M o L takes vectors in Rn, maps them to vectors in Rm and then takes those vectors and map them to vectors in Rp. It does not necessarily map a vector in Rn to each vector in Rm right? Therefore, M o L can be a subset of Rp. On the otherhand, M maps all vectors in Rm to Rp. Is this right?

jbunniii
Homework Helper
Gold Member
Ohhhh I think I get it now...

M o L takes vectors in Rn, maps them to vectors in Rm and then takes those vectors and map them to vectors in Rp. It does not necessarily map a vector in Rn to each vector in Rm right? Therefore, M o L can be a subset of Rp. On the otherhand, M maps all vectors in Rm to Rp. Is this right?

That's exactly right. M o L means you are applying first L, then M. Notice that to form M o L, the dimensions of the spaces have to agree: if L maps Rn to Rs, and M maps Rt to Rp, then M o L can only be defined if s = t. In matrix terms, this means that you must have

# of columns of [L] = # of rows of [M]

where [L] and [M] are matrix representations of L and M, with respect to some bases of the appropriate spaces.

P.S. For future reference, the preferred place to ask homework questions is in the "Homework & Coursework Questions" section. The linear algebra stuff is typically asked in the "Calculus and Beyond" subsection.

Last edited:
Thanks! you were a big help. I'll ask future questions in the Homework & Coursework Questions. However, um, cud i ask you one more question?

Don't you mean # rows of [L] = # columns of [M]? :S...and how is this relevant to the answer other than telling u the dimensions of the matrix M o L which is pxn?

jbunniii
Homework Helper
Gold Member
Thanks! you were a big help. I'll ask future questions in the Homework & Coursework Questions. However, um, cud i ask you one more question?

Don't you mean # rows of [L] = # columns of [M]? :S...and how is this relevant to the answer other than telling u the dimensions of the matrix M o L which is pxn?

Yes, sorry, I got it reversed.

It's relevant only because sometimes it's easier to visualize what is happening with linear maps between (finite-dimensional) vector spaces if you consider what it means in terms of matrices, because many students already have some experience with matrices by the time they start learning about abstract vector spaces.

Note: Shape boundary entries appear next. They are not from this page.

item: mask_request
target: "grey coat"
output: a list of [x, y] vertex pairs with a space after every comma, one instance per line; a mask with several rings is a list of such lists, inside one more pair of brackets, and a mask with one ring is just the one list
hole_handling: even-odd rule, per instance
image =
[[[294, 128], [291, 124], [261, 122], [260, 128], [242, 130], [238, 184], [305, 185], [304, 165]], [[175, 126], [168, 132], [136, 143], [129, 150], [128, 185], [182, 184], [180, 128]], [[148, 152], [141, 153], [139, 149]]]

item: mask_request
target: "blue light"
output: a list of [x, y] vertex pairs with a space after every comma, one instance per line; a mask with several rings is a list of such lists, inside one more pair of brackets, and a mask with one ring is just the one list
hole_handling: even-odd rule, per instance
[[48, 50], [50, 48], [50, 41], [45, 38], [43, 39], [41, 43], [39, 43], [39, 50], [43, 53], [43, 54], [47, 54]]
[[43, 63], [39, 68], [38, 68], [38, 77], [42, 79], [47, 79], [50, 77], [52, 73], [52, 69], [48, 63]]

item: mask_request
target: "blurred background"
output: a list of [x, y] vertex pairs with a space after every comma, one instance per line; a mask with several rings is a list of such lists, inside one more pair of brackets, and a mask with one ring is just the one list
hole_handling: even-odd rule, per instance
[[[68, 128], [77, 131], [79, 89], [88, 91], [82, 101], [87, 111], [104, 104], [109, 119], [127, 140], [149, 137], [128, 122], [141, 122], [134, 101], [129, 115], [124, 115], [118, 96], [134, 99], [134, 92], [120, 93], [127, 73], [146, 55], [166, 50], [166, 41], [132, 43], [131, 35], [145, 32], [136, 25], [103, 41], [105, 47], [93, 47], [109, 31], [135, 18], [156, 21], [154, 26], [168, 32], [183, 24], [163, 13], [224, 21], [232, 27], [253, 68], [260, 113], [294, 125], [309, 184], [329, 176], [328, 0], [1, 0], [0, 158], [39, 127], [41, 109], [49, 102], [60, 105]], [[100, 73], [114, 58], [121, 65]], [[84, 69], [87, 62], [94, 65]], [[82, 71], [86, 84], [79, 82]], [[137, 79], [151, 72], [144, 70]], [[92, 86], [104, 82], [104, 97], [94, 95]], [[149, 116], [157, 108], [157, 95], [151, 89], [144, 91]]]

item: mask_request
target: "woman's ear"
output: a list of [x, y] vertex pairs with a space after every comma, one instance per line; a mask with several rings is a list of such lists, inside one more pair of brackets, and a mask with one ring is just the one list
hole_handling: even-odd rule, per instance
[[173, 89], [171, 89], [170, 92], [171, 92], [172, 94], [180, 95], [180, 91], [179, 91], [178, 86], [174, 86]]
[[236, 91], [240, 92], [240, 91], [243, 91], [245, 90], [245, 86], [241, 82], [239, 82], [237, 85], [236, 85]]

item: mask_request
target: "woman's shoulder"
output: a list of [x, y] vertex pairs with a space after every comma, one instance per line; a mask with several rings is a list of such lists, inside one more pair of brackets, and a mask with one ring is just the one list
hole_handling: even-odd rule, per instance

For example, the range of a matrix is the set of all linear combinations of its columns, so the dimension of the range (which is equal to the rank) is simply the number of linearly independent columns. This fact can help give you some concrete insight into why inequalities like the ones you are trying to prove are true, even though if possible the proofs themselves shouldn't depend on matrices.

Ohhhh I think I get it now...

M o L takes vectors in Rn, maps them to vectors in Rm and then takes those vectors and map them to vectors in Rp. It does not necessarily map a vector in Rn to each vector in Rm right? Therefore, M o L can be a subset of Rp. On the otherhand, M maps all vectors in Rm to Rp. Is this right?

Hi!

I was looking up a similar question also :)

Umm... I was wondering how you knew that M maps all vectors in Rm to Rp, and not just some of the vectors?

Also, for one of the rank properties I read about, it says that rank (ML) <= min(rank M, rank L). (I'm not sure if this is exactly relevant), but does this property imply that in this specific question, M maps ALL vectors in Rm to Rp?